I have 7 computers (including my Nexus One) that I use on a regular basis. I have 30ish websites that I log into on a regular basis and about 100 that I have logins for. I used to be very lazy, having only two passwords, one for generic stuff and one for my banking. A few years ago a friend of mine had his credit card details stolen and used online. I'm not sure if someone got the details from a website with poor security or in person. But it gave me a wake up call, I started looking into security properly.
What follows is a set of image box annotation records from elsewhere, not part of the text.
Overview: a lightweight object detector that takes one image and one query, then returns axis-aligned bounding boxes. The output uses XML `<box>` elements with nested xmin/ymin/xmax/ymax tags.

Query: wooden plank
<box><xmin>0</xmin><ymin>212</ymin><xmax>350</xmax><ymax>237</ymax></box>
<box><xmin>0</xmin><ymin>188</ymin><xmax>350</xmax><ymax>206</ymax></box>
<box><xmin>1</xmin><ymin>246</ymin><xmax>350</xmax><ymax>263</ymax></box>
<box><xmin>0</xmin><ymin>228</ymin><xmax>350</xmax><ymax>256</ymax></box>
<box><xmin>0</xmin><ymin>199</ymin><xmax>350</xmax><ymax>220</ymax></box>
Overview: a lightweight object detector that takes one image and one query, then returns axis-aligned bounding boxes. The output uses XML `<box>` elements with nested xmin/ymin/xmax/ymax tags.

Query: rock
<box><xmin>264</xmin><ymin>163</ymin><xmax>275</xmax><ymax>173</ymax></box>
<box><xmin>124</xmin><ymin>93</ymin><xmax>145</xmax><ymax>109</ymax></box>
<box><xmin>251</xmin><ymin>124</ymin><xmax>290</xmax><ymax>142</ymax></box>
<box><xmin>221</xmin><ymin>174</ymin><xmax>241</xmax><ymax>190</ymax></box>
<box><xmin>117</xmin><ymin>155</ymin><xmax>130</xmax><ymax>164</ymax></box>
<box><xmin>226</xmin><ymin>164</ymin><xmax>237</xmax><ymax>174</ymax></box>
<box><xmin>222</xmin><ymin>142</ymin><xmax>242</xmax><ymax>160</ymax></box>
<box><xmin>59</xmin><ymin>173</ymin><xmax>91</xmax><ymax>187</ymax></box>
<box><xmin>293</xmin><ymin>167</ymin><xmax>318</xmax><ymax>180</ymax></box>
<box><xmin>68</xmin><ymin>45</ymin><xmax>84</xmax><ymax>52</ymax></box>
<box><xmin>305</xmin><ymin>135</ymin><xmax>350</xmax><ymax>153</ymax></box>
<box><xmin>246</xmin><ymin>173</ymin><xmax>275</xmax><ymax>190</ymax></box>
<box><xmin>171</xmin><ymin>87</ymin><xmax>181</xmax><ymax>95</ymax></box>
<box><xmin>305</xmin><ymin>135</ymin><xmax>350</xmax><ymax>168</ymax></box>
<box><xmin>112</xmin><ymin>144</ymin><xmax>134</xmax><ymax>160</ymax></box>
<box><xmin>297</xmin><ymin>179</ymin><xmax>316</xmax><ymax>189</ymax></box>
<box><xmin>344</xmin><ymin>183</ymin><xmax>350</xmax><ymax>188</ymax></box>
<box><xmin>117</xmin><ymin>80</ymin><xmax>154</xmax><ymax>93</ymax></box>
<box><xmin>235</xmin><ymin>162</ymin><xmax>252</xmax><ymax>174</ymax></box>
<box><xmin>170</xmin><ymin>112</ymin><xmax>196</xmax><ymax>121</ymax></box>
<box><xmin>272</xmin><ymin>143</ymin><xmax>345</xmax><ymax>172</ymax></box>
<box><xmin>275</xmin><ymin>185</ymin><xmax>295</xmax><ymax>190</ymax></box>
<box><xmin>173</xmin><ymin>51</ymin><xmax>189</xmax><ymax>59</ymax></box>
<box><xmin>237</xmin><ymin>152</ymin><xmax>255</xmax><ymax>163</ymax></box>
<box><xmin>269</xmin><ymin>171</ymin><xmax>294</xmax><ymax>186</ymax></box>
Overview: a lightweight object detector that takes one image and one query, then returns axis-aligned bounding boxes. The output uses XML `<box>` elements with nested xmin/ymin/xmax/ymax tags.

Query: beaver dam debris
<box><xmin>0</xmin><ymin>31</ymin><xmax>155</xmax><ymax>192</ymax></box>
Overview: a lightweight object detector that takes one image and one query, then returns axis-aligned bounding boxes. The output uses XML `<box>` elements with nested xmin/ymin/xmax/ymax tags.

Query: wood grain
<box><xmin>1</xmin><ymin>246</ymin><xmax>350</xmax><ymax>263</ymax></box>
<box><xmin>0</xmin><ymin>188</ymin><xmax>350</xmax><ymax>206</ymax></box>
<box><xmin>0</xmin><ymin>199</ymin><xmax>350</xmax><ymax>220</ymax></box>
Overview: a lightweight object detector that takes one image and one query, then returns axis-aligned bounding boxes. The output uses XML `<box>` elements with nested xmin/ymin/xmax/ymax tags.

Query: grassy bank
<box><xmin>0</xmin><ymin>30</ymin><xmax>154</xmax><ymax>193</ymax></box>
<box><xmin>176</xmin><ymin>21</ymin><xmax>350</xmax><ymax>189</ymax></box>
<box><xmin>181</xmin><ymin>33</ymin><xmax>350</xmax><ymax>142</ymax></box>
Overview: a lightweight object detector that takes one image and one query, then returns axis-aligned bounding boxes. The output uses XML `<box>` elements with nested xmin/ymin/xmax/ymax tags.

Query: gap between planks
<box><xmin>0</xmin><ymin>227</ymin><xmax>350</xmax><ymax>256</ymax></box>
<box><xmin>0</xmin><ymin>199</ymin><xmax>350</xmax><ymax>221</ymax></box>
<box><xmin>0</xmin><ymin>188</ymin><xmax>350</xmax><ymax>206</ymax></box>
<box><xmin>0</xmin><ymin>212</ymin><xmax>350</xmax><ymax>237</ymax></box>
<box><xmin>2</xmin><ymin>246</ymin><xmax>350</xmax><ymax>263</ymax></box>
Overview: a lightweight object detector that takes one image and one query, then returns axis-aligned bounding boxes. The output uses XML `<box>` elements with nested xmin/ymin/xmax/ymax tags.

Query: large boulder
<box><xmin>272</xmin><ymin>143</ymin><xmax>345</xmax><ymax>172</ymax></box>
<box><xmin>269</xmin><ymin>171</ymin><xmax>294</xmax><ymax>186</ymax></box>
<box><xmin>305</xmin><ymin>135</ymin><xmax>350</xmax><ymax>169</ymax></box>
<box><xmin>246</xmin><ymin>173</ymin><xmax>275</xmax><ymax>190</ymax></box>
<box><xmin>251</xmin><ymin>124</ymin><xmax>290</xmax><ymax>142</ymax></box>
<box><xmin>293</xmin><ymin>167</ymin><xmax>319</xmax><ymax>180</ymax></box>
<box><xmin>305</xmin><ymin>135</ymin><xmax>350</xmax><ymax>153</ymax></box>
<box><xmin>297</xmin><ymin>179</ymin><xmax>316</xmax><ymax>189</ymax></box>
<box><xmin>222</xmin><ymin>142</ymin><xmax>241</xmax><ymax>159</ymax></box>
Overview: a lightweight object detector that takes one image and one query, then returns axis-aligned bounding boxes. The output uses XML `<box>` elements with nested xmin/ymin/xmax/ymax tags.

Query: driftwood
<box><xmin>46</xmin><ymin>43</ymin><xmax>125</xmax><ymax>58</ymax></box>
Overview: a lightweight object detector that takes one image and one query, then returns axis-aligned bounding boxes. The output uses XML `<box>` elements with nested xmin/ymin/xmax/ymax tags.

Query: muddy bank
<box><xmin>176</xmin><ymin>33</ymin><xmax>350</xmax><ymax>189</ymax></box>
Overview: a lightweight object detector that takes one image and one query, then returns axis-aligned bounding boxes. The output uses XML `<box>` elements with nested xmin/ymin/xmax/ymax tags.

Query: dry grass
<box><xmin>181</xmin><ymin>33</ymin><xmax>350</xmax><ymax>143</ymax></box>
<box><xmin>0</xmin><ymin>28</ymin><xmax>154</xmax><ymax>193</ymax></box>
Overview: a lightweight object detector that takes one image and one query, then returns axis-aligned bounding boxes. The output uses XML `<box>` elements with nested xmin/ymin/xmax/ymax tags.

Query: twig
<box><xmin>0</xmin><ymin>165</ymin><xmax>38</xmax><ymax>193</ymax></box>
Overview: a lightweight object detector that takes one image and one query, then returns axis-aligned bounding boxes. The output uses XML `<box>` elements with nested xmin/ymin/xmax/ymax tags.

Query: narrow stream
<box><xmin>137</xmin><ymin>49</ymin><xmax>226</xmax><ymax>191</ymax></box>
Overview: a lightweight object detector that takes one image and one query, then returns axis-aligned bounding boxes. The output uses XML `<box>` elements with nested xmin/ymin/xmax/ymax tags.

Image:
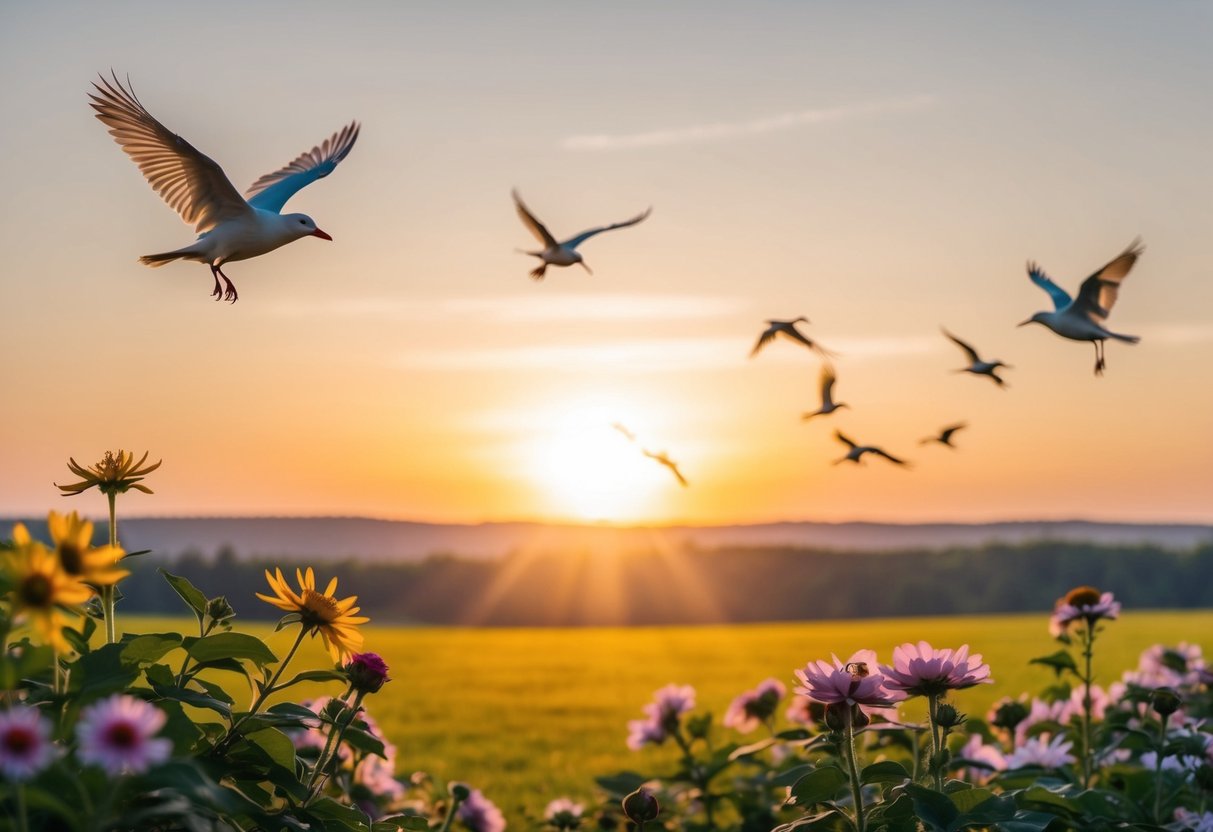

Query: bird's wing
<box><xmin>245</xmin><ymin>121</ymin><xmax>361</xmax><ymax>213</ymax></box>
<box><xmin>560</xmin><ymin>207</ymin><xmax>653</xmax><ymax>249</ymax></box>
<box><xmin>509</xmin><ymin>189</ymin><xmax>560</xmax><ymax>249</ymax></box>
<box><xmin>89</xmin><ymin>74</ymin><xmax>249</xmax><ymax>233</ymax></box>
<box><xmin>940</xmin><ymin>329</ymin><xmax>981</xmax><ymax>364</ymax></box>
<box><xmin>1075</xmin><ymin>240</ymin><xmax>1144</xmax><ymax>323</ymax></box>
<box><xmin>1027</xmin><ymin>261</ymin><xmax>1071</xmax><ymax>312</ymax></box>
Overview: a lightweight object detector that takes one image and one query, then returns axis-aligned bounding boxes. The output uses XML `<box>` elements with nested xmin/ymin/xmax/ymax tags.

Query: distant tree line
<box><xmin>121</xmin><ymin>541</ymin><xmax>1213</xmax><ymax>626</ymax></box>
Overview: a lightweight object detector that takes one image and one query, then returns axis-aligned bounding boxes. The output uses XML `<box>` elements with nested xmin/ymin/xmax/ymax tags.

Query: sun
<box><xmin>526</xmin><ymin>403</ymin><xmax>678</xmax><ymax>523</ymax></box>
The first thing that I realised is that you simply cannot use the same password on different sites. So rather then remember 30 passwords I decided to get a program to do it for me.
I use KeePass, because it is an encrypted database, open source, free, works on all my devices (version 1.18 works on Linux, Windows, Android).
I quickly found that having it on a USB is annoying, as it is a hassle to get the DB onto whichever device I happen to be working on that day. Because I am inherently lazy, I just copy the DB to a computer and quickly they get out of sync.
So I used ubuntuOne which kinda worked but not well because the support for non-ubuntu systems is not great, so I have moved to dropbox which is great, the security issues that have been highlighted lately don't bother me as my DB is encrypted using a very strong password and you also have to choose the correct file to unlock the DB.
Dropbox worked so well for keeping my copies of the password DB synced, that I started using it for files as well. To start off with the files were just boring non-important stuff, but before long I started to want to use it for secure sharing...so trueCrypt was the answer. Letting KeePass generate a super strong password for TrueCrypt ensures that no one can crack the encryption.
I guess that if someone broke the encryption on KeePass then they would have open access to all my information and my TrueCrypt encrypted files but hey, it is better then my old way of doing things.
If anyone has any comments / suggestions along the lines of online privacy I would be glad to hear them.
AES has been broken for several years, so KeePass, TrueCrypt and DropBox are just providing an illusion of security which has no basis in reality.
I am aware of a method of breaking AES on a 10k computer setup, within a day. It's a question of cpu power and disk space as to how long it takes to break.
All classical encryption techniques are likewise vulnerable to similar attacks, eg: GSM and DECT phones.
I would suggest that if it's absolutely vital to keep something secret, such as banking records and online logins, then you want a one-time-pad system.
I'm coding a one-time-pad system with unhackable networking which has bittorrent, email and browsing over a P2P Virtual Private Network (VPN).
This will be available for free, with source code, for android this year. Regular computers will be covered by the Java port later.